Aku menyelusupkan kepala ke balik lengannya. Menjilat dan menghirup aroma kemaskulinan yang mengairahkan. Aka menggelinjang dan melenguh. Setelah itu aku beringsut ke bagian bawah. Menyergap bongkah penisnya yang sudah mengacung sejak tadi. Menjamahnya dengan pagutan gairah penuh dahaga. Aka terengah-engah mendesah dan melenguh. Jemarinya mengelus dan menjambak-jambak rambutku.
“Aaghh.. oogh.. shhzz.. eengh.. ffsshh..”
Tapi kami masih sadar bahwa hubungan sejenis ini tidak boleh diketahui oleh orang lain atau bahkan sipir. Karena itu, apabila semula dalam posisi berbaring, kini Aka berdiri, sambil membuang padangan ke arah pintu keluar. Sehingga aku pun mengikuti arah gerak tubuhnya. Kini aku berdiri dengan bertumpu pada kedua lututku yang tertekuk. Kepalaku tetap beregerak majumundur meluluhlantakkan hasrat birahi Aka yang sedang terbakar gairah.
Kuluman, pagutan, sepongan yang kulakukan dipadu dengan goyangan pinggul Aka makin membuat suasana bertambah panas. Sontak tubuh Aka mendadak kejang dengan kedua tangannya menekan kuat kepalaku ke arah selangkangan. Terasa penisnya memancarkan cairan kejantanan yang tumpah ruah di dalam mulutku.
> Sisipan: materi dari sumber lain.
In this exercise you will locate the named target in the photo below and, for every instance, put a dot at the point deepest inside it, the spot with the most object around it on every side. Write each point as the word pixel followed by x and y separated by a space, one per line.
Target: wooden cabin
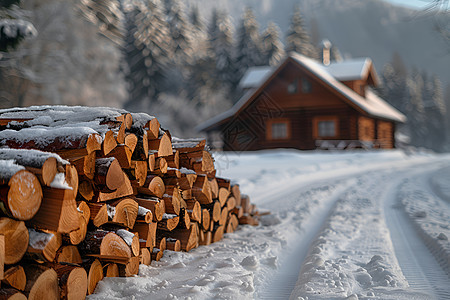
pixel 306 105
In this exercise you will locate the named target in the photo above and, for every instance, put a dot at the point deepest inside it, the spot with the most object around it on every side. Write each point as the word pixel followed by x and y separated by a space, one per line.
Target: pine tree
pixel 249 49
pixel 180 31
pixel 146 53
pixel 221 41
pixel 297 38
pixel 272 46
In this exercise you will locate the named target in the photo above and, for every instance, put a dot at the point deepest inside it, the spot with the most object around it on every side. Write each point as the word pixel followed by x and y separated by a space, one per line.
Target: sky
pixel 410 3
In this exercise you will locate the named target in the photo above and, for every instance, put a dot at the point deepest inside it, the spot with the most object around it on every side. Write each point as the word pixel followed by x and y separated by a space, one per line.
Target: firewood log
pixel 173 160
pixel 112 270
pixel 144 215
pixel 141 150
pixel 187 237
pixel 206 219
pixel 223 216
pixel 157 254
pixel 86 190
pixel 152 154
pixel 205 239
pixel 238 211
pixel 249 220
pixel 231 203
pixel 145 257
pixel 214 210
pixel 153 129
pixel 20 191
pixel 224 183
pixel 123 155
pixel 147 233
pixel 95 274
pixel 236 193
pixel 185 220
pixel 153 186
pixel 15 277
pixel 131 268
pixel 232 224
pixel 105 243
pixel 85 165
pixel 11 294
pixel 139 170
pixel 190 145
pixel 42 282
pixel 43 246
pixel 58 211
pixel 223 196
pixel 173 244
pixel 155 205
pixel 194 210
pixel 245 203
pixel 214 188
pixel 162 144
pixel 124 190
pixel 16 239
pixel 131 141
pixel 73 281
pixel 109 142
pixel 202 190
pixel 44 165
pixel 217 233
pixel 172 203
pixel 169 222
pixel 108 173
pixel 68 254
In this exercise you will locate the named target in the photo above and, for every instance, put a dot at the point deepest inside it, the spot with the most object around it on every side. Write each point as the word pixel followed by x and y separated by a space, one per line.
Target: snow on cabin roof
pixel 372 104
pixel 71 116
pixel 349 69
pixel 254 76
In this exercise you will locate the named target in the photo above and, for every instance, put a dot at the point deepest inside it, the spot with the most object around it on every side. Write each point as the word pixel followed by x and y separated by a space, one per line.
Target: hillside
pixel 358 28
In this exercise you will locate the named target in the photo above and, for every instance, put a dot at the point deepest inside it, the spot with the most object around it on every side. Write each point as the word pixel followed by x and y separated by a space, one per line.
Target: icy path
pixel 281 286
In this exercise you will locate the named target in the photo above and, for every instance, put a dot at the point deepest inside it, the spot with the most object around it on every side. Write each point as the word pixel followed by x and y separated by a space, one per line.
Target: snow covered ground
pixel 347 225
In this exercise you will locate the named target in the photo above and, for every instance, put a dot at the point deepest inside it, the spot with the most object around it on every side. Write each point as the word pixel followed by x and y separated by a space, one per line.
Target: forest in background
pixel 164 59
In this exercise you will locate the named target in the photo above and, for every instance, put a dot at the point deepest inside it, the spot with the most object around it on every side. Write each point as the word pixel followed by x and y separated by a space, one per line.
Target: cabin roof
pixel 371 104
pixel 254 76
pixel 353 69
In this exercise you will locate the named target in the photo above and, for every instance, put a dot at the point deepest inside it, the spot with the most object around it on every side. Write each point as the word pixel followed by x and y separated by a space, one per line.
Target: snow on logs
pixel 87 193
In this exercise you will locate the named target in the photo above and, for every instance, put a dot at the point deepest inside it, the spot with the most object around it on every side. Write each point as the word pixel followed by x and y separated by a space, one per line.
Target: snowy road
pixel 343 225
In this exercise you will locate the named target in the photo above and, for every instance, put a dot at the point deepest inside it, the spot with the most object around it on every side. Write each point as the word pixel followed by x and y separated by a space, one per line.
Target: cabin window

“Sshhzz.. hahh.. ssfh.. aaghh.. aaghh.. uufh..”, desah suara Aka bergetar saat menyemprotkan spermanya.
Mulutku dengan rakus menghisap, melumat dan mengenyot glans Aka agar menghadirkan sensasi empot-empotan yang sempurna. Seiring dengan tandasnya sperma Aka di mulutku, batang penisnya terasa mulai menyusut dan kembali ke ukuran semula. Aku membiarkan Aka menariknya dari kulumanku.
Dengan punggung tanganku aku menyeka bibirku yang terkena ceceran cairan kejantanan Aka.
“Thanks, Nug. Ntar malam lagi ya?”.
Aku tidak menyahut kecuali mengedipkan sebelah mata seraya melemparkan celana hawai ke arahnya. Setelah itu aku bergegas keluar kamar bergabung dengan penghuni lain yang sedang berada di luar menerima kunjungan. Seolah-olah tidak pernah terjadi sesuatu. Aku yakin pula bahwa setelah ejakulasi tadi Aka sudah tidak masuk angin lagi.